Yes, I do commend the ILPA for establishing “dining” etiquette, but it does not change the fact that the food being served is subprime. The way we construct financial systems (in violation of the free-market principles we boast about), by economic principle turns the discovery and arbitrage of the underlying asset subprime (sooner or later).

Already in VC 10 levels of bottom-heavy diversification proliferate lies about the real risk deployed in Venture. And the results show it. VC fails to make a dent in the 80% greenfield of technology adoption, nor produce returns for LPs in line with that gap.

So, while there are pragmatic things we can do with LPs to start to eradicate those economic lies (as described in my article), a much more fundamental change to the relationship and structure between GPs and LPs can turn their subprime alignment from subprime to prime.

Transparency is just a (small) part of the economic framework, and even then the kind of transparency is paramount in establishing a different economic outcome of risk.

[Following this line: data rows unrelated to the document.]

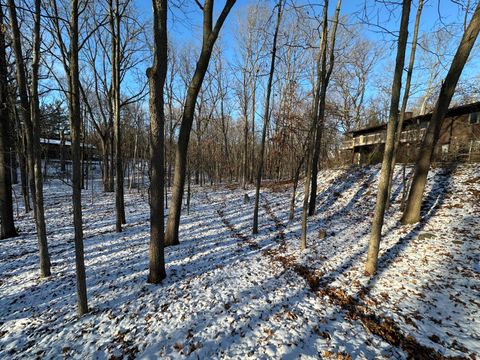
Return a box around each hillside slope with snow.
[0,165,480,359]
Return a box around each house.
[342,101,480,164]
[40,138,97,160]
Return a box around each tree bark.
[402,3,480,224]
[30,0,51,277]
[0,4,17,239]
[365,0,411,275]
[387,0,423,208]
[165,0,236,246]
[8,0,51,277]
[147,0,168,284]
[109,0,126,232]
[252,0,283,234]
[52,0,88,316]
[308,0,342,215]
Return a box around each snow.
[0,164,480,359]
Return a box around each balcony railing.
[341,128,425,150]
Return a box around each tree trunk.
[57,0,88,316]
[165,0,236,245]
[387,0,423,208]
[308,0,342,215]
[147,0,168,284]
[8,0,51,277]
[0,4,17,239]
[288,155,305,221]
[110,0,126,232]
[252,0,283,234]
[8,0,37,219]
[30,0,51,277]
[365,0,411,275]
[402,3,480,224]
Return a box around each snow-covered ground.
[0,165,480,359]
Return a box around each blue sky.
[125,0,480,116]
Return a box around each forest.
[0,0,480,360]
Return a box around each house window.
[469,112,480,124]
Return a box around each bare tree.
[8,0,50,277]
[147,0,168,284]
[307,0,342,215]
[165,0,236,245]
[252,0,283,234]
[387,0,423,207]
[0,7,17,239]
[402,3,480,224]
[49,0,91,316]
[365,0,411,275]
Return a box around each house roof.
[348,101,480,136]
[40,138,95,149]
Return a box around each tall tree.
[252,0,284,234]
[0,7,17,239]
[308,0,342,215]
[365,0,411,275]
[165,0,236,245]
[147,0,168,284]
[402,3,480,224]
[387,0,423,205]
[8,0,50,277]
[49,0,89,316]
[109,0,126,232]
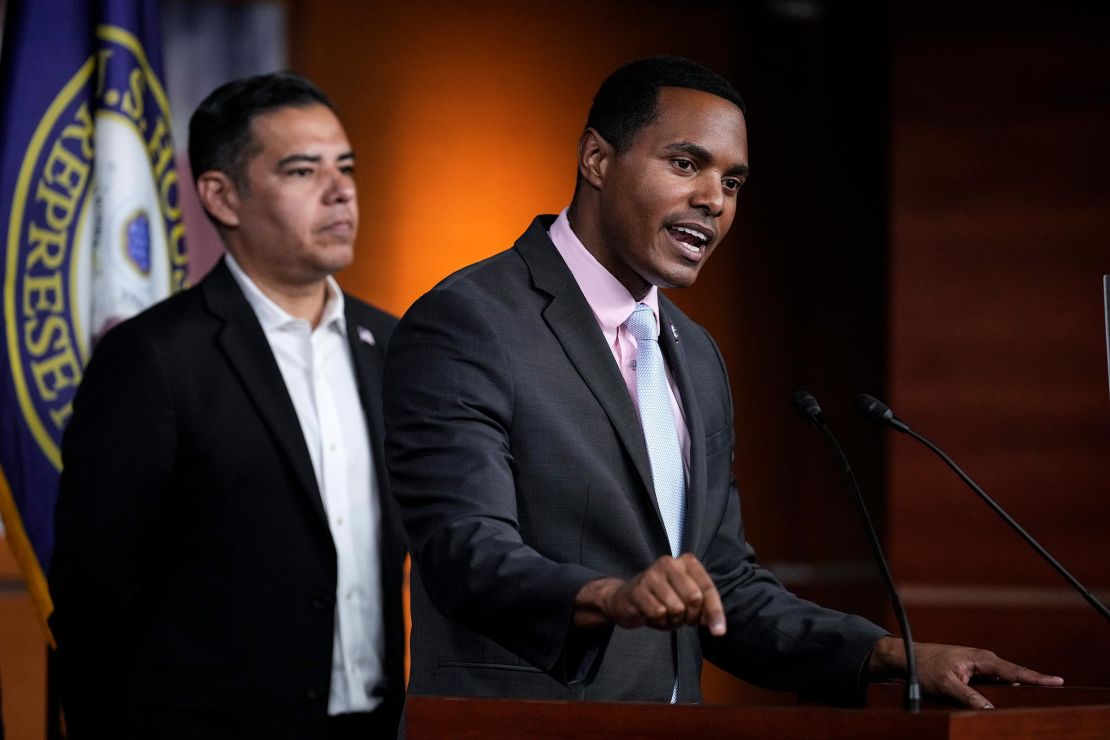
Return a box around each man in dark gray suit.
[384,58,1058,706]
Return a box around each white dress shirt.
[225,254,385,714]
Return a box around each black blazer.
[384,217,884,701]
[50,262,404,740]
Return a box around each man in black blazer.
[50,73,404,740]
[384,58,1058,706]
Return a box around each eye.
[724,178,744,193]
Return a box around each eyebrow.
[667,141,748,178]
[278,152,354,168]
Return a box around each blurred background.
[0,0,1110,740]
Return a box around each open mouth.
[667,225,712,256]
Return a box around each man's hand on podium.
[867,636,1063,709]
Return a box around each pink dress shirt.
[547,209,690,465]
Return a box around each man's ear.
[196,170,240,229]
[578,129,615,190]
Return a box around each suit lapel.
[659,293,706,555]
[516,219,669,539]
[201,262,327,527]
[344,297,389,495]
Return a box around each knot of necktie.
[625,303,659,342]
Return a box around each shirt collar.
[224,252,346,334]
[547,209,659,332]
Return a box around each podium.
[406,685,1110,740]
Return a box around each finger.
[952,683,995,709]
[628,568,682,629]
[680,554,726,637]
[667,566,705,625]
[976,658,1063,686]
[644,569,700,629]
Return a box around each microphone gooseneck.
[856,394,1110,621]
[794,391,921,712]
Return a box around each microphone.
[856,393,1110,621]
[794,391,921,712]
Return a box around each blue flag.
[0,0,186,639]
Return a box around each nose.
[690,171,725,217]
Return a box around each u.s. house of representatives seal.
[3,26,186,469]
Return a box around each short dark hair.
[189,72,335,185]
[586,57,747,153]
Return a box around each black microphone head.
[856,393,895,424]
[793,391,821,424]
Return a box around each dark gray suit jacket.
[50,257,404,740]
[384,216,884,701]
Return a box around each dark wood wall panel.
[887,2,1110,683]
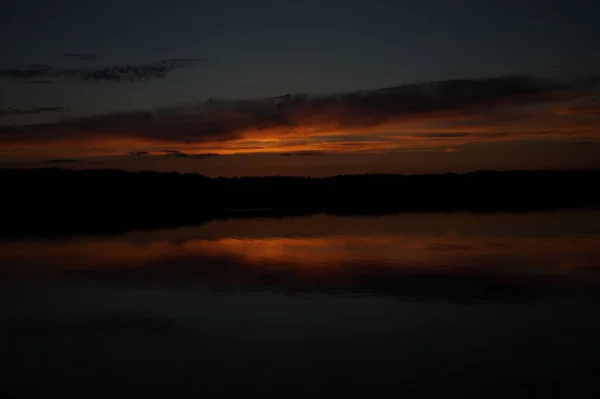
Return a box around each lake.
[0,210,600,398]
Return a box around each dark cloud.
[44,158,79,163]
[415,132,473,139]
[0,54,206,82]
[0,107,69,116]
[559,104,600,116]
[279,151,322,157]
[161,150,219,159]
[0,75,592,145]
[59,53,98,61]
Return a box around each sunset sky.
[0,0,600,176]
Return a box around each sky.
[0,0,600,176]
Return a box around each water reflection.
[0,211,600,301]
[0,211,600,397]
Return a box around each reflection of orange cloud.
[556,105,600,115]
[0,234,600,273]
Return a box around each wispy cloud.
[0,54,207,82]
[0,74,600,158]
[158,150,219,159]
[0,107,69,116]
[59,53,98,61]
[44,158,80,163]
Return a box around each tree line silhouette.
[0,168,600,237]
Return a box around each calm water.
[0,211,600,397]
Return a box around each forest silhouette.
[0,168,600,238]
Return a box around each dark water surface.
[0,210,600,398]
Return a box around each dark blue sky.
[0,0,600,107]
[0,0,600,175]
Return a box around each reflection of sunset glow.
[0,234,600,273]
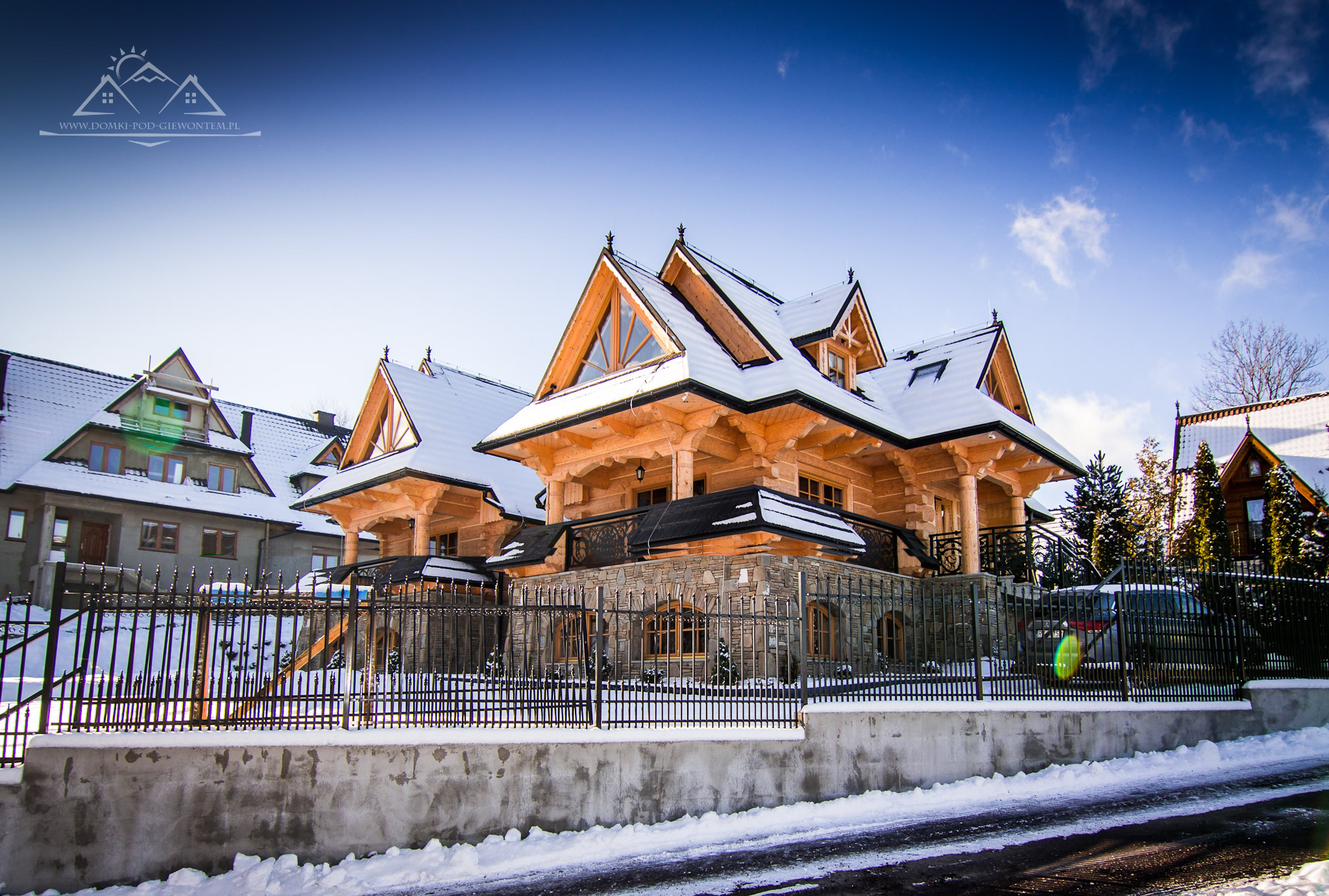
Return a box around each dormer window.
[909,357,950,385]
[153,398,189,420]
[577,293,662,383]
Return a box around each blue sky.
[0,0,1329,500]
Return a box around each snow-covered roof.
[297,361,544,520]
[477,246,1083,474]
[776,283,853,342]
[1176,392,1329,489]
[0,352,347,536]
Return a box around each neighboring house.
[1172,392,1329,557]
[294,357,544,574]
[476,237,1083,575]
[0,350,374,601]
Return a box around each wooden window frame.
[799,472,849,511]
[633,485,671,507]
[138,520,179,554]
[207,461,241,494]
[88,441,125,476]
[4,507,28,541]
[430,531,461,557]
[147,455,189,485]
[573,287,664,385]
[153,395,194,423]
[804,601,840,659]
[198,526,241,560]
[642,601,710,659]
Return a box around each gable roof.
[476,236,1084,474]
[1173,392,1329,490]
[0,352,348,536]
[294,360,544,520]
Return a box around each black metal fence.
[0,564,1329,764]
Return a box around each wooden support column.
[674,450,696,501]
[1010,494,1025,526]
[545,479,563,524]
[960,473,978,574]
[411,512,431,557]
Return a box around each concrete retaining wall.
[0,682,1329,892]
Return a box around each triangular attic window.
[365,398,416,460]
[577,291,663,383]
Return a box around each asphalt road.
[401,763,1329,896]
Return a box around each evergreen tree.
[1066,451,1132,573]
[1264,464,1314,575]
[1184,441,1232,566]
[711,638,739,684]
[1126,437,1172,557]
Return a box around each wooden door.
[79,522,110,564]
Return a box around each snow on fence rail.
[0,566,1329,764]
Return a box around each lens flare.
[1053,634,1080,681]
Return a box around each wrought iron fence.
[0,564,1329,764]
[931,522,1102,588]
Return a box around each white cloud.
[1066,0,1191,90]
[1176,109,1241,149]
[1262,193,1329,243]
[1047,112,1075,167]
[1036,392,1150,473]
[1219,248,1278,293]
[1240,0,1321,93]
[1010,195,1107,287]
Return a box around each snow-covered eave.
[291,459,544,522]
[474,379,1084,476]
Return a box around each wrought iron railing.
[931,522,1098,588]
[0,563,1329,764]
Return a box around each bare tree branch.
[1191,318,1329,411]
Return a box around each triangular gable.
[535,250,683,400]
[340,360,420,469]
[975,330,1034,423]
[823,280,886,374]
[1219,430,1326,509]
[659,239,779,365]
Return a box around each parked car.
[1021,583,1267,686]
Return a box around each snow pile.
[1191,862,1329,896]
[23,726,1329,896]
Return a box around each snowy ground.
[18,726,1329,896]
[1187,862,1329,896]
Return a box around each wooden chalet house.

And below is the original comment from a Limited Partner (in hotel real estate) on LinkedIn (members only) to which the above was my response:

The Institutional Limited Partners Association has established a set of “best practices” that center around three guiding principles:

1) alignment of interests;

2) Governance; and

3) Transparency.

Logically, if the GP has significant skin in the game by investing along side of the LP there is a higher likelihood they will be more selective in choosing where to deploy capital. The tenets of corporate governance can require a solution for many of the problems Georges discusses. These procedures can mitigate or eliminate conflicts of interest and related party transactions. And finally, if all the cards are on the table, readily seen by all parties, the dialogue becomes real and meaningful. The level of trust goes up and everyone benefits from an open, honest assessment.

I am in the hotel real estate sector and we have adhered to similar principles for years. While not in total agreement with the ILPA, their efforts are to be commended as an attempt to bring some measure of standards to the industry.